La hausse a surtout été portée par le riz Indica, une variété largement échangée sur les marchés internationaux. Son indice a augmenté de 4.6% en juin, sous l’effet d’un raffermissement des prix dans les principaux pays exportateurs asiatiques. La FAO signale notamment des hausses marquées au Pakistan et en Thaïlande, soutenues par des ventes vers les Philippines, après un déplacement d’une partie de la demande hors du Viet Nam.
En Thaïlande, les prix ont aussi été soutenus par des ventes solides vers la Malaisie et par des inquiétudes concernant les perspectives de production pour la campagne 2026/2027. Au Viet Nam, la hausse est liée à des disponibilités plus limitées, tandis qu’en Inde, les ventes vers des destinations africaines ont contribué à tirer les prix vers le haut. Toutefois, les hausses sont restées plus modérées dans ces deux pays, en raison d’échanges plus lents au Viet Nam et de disponibilités abondantes en Inde.
Cette évolution mérite une attention particulière pour les pays importateurs comme Haïti, où les variations des prix internationaux peuvent se transmettre aux coûts d’importation, aux prix de détail et, à terme, au panier alimentaire des ménages. Même si la hausse actuelle reste moins spectaculaire que les pics observés ces dernières années, elle rappelle la vulnérabilité des consommateurs face aux mouvements du marché mondial du riz.

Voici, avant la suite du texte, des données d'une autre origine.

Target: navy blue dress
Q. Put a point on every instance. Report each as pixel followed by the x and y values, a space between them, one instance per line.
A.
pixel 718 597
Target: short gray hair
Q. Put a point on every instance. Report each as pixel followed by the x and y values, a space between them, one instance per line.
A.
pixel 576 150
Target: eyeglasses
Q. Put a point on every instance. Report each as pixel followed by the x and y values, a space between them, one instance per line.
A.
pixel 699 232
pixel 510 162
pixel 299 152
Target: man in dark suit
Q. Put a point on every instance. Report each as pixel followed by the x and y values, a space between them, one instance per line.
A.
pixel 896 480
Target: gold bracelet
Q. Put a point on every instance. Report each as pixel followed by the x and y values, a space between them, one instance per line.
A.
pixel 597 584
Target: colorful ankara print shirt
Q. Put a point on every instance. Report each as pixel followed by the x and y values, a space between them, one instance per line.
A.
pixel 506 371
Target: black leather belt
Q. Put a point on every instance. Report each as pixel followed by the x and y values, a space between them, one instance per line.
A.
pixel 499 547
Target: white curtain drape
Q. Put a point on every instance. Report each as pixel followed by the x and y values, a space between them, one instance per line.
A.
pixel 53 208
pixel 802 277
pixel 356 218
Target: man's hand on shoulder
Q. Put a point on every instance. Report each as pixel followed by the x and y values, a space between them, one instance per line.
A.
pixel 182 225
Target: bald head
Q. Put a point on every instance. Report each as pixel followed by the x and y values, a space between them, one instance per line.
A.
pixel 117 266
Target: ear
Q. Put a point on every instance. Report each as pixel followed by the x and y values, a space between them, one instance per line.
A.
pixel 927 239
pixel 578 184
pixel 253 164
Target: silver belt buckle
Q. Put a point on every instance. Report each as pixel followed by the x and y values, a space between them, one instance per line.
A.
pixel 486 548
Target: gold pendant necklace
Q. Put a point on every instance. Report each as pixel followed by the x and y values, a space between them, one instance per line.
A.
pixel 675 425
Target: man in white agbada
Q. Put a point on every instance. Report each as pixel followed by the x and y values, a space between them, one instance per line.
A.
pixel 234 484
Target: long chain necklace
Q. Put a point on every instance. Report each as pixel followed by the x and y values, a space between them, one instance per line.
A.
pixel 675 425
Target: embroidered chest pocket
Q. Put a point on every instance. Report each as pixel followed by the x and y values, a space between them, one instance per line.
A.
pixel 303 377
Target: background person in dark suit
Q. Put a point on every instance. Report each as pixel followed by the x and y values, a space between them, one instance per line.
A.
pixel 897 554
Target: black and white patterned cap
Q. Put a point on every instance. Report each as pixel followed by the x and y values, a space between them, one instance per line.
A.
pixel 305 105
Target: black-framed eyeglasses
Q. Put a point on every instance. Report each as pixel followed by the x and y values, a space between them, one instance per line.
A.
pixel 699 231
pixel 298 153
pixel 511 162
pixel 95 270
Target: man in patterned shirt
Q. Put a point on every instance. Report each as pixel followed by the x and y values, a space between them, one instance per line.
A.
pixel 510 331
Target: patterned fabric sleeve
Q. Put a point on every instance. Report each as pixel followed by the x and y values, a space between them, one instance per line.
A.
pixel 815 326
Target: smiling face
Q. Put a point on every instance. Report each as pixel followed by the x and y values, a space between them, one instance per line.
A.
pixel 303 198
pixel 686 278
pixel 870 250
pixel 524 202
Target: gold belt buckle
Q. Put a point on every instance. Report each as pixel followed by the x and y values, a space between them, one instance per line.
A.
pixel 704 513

Dans les Amériques, les prix ont évolué de manière plus contrastée. Les prix du riz américain se sont légèrement repliés dans un contexte de faibles échanges, tandis que les ventes robustes ont soutenu les prix au Brésil et en Uruguay. Pour les prochains mois, l’évolution des disponibilités asiatiques, de la demande des grands importateurs et des coûts logistiques restera déterminante.